Daimler steht in einer Reihe mit Lidl, Telekom und vielen anderen Unternehmen. Für den Datenschutz sieht es derzeit nicht so gut aus.

Nein, ganz im Gegenteil. Ich glaube, im Moment ist der Zeitpunkt günstig, den Datenschutz aus der Meckerecke herauszuholen. Wer bestimmte Sachen nicht sagen will, hat deswegen noch lange nichts zu verbergen. Vor dem Hintergrund der letzten Skandale wird da vieles anders bewertet. Man muss jetzt das vorhandene Datenschutz-Selbstbewusstsein stärken, neues wecken. Beispielsweise ist oft noch nicht so richtig angekommen, dass es ein neues Grundrecht auf Vertraulichkeit und Integrität informationstechnischer Systeme gibt.

Fehlt es am Willen, dies auch anzuerkennen?

Das ist im Einzelnen unklar. Der Frontalangriff auf die Wirtschaft ist nicht immer richtig, das geschieht nicht unbedingt vorsätzlich. Aber es gibt ein Klima, in dem die Rechte der Beschäftigten keine so große Rolle spielen.

Und diese sich nicht trauen, sie einzufordern.

Ja. Die Aufgabe ist, den Leuten klar zu machen, was sie dürfen und was nicht. Denjenigen, die Daten von sich preisgeben und denjenigen, die tatsächlichen Zugriff auf solche Daten haben. Wir brauchen dazu nicht unbedingt schärfere Gesetze. Vieles von dem, was mit Arbeitnehmerdaten passiert ist, ist auch jetzt schon verboten. Die Praxis muss sich einfach ändern.

Fehlt es an der Kontrolle?

Man muss die Spielräume, die das Gesetz beispielsweise bei Bußgeldern bietet, auch einfach mal ausnutzen.

Ihr Vorgänger Sven Holst hat auch der Polizei immer wieder Datensammelwut vorgehalten. Wie kann man dem begegnen?

Seit dem 11. September 2001 ist es schwerer geworden, sich bestimmten Sammelwüten entgegenzusetzen. Rasterfahndung ist jetzt gesellschaftlich akzeptierter. Andererseits muss im öffentlichen Bereich die Einsicht in die Gesetzmäßigkeit der Verwaltung vorausgesetzt werden. Auch wenn man bisweilen daran erinnern muss. Die Verwaltung hat da auch eine Vorbildfunktion. Aber wenn sie sich nicht an das Gesetz hält, dann muss das abgestellt werden.

Den Bürgern fehlt aber oft das Vertrauen, dass das auch wirklich passiert.

Das muss unbedingt wieder hergestellt werden.

Aber läuft das Datenschutzrecht der technischen Entwicklung denn nicht immer hinterher?

Für die grundsätzliche Schutzbedürftigkeit ist es egal, ob es um Papier geht, um Videos oder um Daten aus dem Internet.

Aber oft weiß man ja gar nicht, wo überall Daten über einen gesammelt werden.

Die Gefahren, auch die Datenmengen sind natürlich viel größer.

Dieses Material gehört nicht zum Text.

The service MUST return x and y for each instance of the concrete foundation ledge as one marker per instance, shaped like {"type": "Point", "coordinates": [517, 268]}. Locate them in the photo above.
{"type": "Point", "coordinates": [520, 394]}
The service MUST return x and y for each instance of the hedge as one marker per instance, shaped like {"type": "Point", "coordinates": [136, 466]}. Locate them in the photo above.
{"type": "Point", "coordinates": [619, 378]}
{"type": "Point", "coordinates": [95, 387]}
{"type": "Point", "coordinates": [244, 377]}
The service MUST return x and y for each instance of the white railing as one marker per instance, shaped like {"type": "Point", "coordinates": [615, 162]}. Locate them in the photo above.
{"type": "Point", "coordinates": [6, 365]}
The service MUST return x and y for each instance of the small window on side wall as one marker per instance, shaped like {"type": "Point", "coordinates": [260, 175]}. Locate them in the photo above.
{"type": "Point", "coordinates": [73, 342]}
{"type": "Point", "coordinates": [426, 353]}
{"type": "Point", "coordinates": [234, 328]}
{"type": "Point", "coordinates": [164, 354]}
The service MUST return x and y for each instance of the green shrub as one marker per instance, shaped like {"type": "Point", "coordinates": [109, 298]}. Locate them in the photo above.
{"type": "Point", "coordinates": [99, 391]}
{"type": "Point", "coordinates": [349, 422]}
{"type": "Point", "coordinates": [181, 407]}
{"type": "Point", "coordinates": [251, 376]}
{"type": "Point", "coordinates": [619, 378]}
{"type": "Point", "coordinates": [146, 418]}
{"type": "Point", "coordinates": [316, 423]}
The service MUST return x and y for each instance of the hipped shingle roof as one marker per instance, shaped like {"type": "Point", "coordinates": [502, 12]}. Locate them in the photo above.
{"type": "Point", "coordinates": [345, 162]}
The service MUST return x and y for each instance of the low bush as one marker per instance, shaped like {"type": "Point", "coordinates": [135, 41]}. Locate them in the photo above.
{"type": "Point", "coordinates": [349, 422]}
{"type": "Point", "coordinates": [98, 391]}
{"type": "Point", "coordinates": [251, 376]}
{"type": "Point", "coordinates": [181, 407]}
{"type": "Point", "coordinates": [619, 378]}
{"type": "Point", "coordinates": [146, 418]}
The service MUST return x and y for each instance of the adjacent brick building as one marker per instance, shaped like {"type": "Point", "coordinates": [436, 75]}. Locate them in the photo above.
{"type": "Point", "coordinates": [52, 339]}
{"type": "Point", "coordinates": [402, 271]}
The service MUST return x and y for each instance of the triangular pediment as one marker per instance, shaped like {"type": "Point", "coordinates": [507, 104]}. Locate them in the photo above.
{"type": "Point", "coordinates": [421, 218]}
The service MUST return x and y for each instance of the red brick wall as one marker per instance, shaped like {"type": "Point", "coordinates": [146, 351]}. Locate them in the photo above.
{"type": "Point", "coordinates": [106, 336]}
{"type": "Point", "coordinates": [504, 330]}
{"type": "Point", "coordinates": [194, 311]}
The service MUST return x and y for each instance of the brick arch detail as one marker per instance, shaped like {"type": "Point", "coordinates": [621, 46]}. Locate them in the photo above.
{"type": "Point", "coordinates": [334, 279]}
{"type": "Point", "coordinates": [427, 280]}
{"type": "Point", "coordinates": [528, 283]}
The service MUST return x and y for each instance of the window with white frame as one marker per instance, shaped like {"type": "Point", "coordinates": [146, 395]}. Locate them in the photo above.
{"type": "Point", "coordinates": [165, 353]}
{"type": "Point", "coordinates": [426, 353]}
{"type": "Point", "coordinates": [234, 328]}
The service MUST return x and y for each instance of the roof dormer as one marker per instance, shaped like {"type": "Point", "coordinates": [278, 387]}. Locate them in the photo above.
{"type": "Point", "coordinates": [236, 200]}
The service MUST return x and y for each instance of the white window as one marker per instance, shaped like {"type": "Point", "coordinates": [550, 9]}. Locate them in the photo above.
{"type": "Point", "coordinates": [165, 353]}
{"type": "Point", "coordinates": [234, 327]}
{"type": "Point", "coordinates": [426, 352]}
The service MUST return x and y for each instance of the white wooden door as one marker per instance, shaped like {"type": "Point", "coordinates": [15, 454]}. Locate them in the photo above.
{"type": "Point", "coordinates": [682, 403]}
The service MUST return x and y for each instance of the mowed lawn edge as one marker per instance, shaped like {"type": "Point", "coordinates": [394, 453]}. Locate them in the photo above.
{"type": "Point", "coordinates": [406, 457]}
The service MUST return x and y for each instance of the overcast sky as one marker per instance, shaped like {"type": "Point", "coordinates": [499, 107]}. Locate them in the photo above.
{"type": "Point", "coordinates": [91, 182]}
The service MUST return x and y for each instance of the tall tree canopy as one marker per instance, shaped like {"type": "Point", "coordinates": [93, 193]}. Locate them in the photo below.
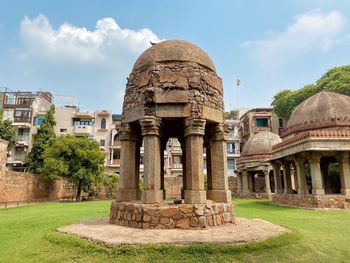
{"type": "Point", "coordinates": [335, 80]}
{"type": "Point", "coordinates": [46, 131]}
{"type": "Point", "coordinates": [7, 131]}
{"type": "Point", "coordinates": [77, 159]}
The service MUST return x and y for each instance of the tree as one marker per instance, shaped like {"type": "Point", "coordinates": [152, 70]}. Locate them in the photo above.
{"type": "Point", "coordinates": [7, 131]}
{"type": "Point", "coordinates": [77, 159]}
{"type": "Point", "coordinates": [335, 80]}
{"type": "Point", "coordinates": [35, 159]}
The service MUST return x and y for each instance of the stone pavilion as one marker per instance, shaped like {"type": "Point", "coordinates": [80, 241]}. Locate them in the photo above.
{"type": "Point", "coordinates": [173, 91]}
{"type": "Point", "coordinates": [316, 143]}
{"type": "Point", "coordinates": [254, 165]}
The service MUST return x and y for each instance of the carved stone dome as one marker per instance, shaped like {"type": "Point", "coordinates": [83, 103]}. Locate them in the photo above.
{"type": "Point", "coordinates": [322, 110]}
{"type": "Point", "coordinates": [173, 50]}
{"type": "Point", "coordinates": [260, 144]}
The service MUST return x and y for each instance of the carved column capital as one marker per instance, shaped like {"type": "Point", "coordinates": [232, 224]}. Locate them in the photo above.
{"type": "Point", "coordinates": [126, 133]}
{"type": "Point", "coordinates": [150, 126]}
{"type": "Point", "coordinates": [194, 126]}
{"type": "Point", "coordinates": [219, 132]}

Und das Gefühl, überall beobachtet zu werden, ist ein zutreffendes. Aber dahinter steht eine gesellschaftliche Entwicklung, auf die wir reagieren müssen. Und es ist ja auch menschlich, wenn etwa Personalabteilungen die Bewerber und BewerberInnen erst einmal googlen, um sie einzusortieren. Wir müssen dahin kommen, das man sagt: Schön, wenn da nichts gefunden wird.

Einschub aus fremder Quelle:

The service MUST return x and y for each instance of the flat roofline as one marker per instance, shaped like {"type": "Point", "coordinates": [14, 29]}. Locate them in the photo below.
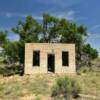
{"type": "Point", "coordinates": [54, 43]}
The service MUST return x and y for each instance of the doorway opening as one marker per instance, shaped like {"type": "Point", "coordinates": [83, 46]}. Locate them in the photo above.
{"type": "Point", "coordinates": [51, 63]}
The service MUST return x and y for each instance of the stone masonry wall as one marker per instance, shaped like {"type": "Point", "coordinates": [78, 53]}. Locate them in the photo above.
{"type": "Point", "coordinates": [45, 49]}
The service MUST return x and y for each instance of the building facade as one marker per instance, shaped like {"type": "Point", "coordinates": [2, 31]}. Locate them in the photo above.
{"type": "Point", "coordinates": [49, 57]}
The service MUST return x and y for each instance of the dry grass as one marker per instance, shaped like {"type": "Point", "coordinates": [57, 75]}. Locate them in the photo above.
{"type": "Point", "coordinates": [38, 87]}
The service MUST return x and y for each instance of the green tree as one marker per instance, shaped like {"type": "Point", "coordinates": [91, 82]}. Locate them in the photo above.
{"type": "Point", "coordinates": [28, 32]}
{"type": "Point", "coordinates": [3, 37]}
{"type": "Point", "coordinates": [51, 29]}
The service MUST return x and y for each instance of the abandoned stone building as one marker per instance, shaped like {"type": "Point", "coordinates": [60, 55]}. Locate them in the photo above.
{"type": "Point", "coordinates": [49, 57]}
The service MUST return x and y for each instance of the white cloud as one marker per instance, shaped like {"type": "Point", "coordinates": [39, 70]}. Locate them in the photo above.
{"type": "Point", "coordinates": [94, 27]}
{"type": "Point", "coordinates": [11, 14]}
{"type": "Point", "coordinates": [69, 15]}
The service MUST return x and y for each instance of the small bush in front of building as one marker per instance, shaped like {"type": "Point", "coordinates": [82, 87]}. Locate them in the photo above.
{"type": "Point", "coordinates": [65, 87]}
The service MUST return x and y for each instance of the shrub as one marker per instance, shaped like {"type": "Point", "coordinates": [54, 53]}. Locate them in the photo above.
{"type": "Point", "coordinates": [66, 87]}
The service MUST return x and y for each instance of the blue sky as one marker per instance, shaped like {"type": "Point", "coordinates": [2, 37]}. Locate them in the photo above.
{"type": "Point", "coordinates": [86, 12]}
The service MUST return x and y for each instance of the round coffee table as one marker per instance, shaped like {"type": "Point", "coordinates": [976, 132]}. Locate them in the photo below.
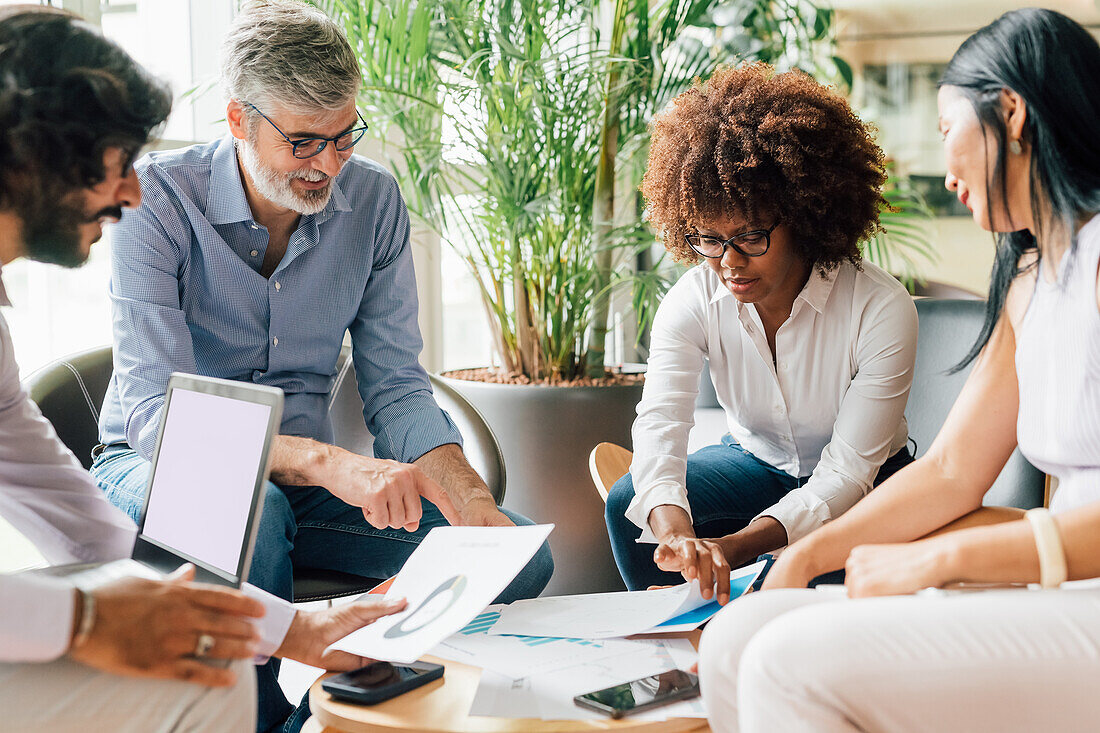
{"type": "Point", "coordinates": [442, 707]}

Im Moment ist es aber eher umgekehrt.

Wir offenbaren oftmals Daten, die wir nicht offenbaren sollten. Wer nicht so viele Datenspuren hinterlässt, dem passiert auch nicht so viel. Gerade Jugendliche haben da keinen Argwohn. Den muss man wecken. Zugleich können sie sich gegenseitig sehr viel beibringen. Da liegt viel im Argen, weil Erwachsene meinen, Jugendlichen was beibringen zu müssen, obwohl die ihnen technisch überlegen sind. Gerade jene, die jetzt in der sechsten, siebten Klasse sind, sind durch das, was anderen passiert ist, oft schon total sensibilisiert. Wir sollten den Nachwachsenden viel zutrauen.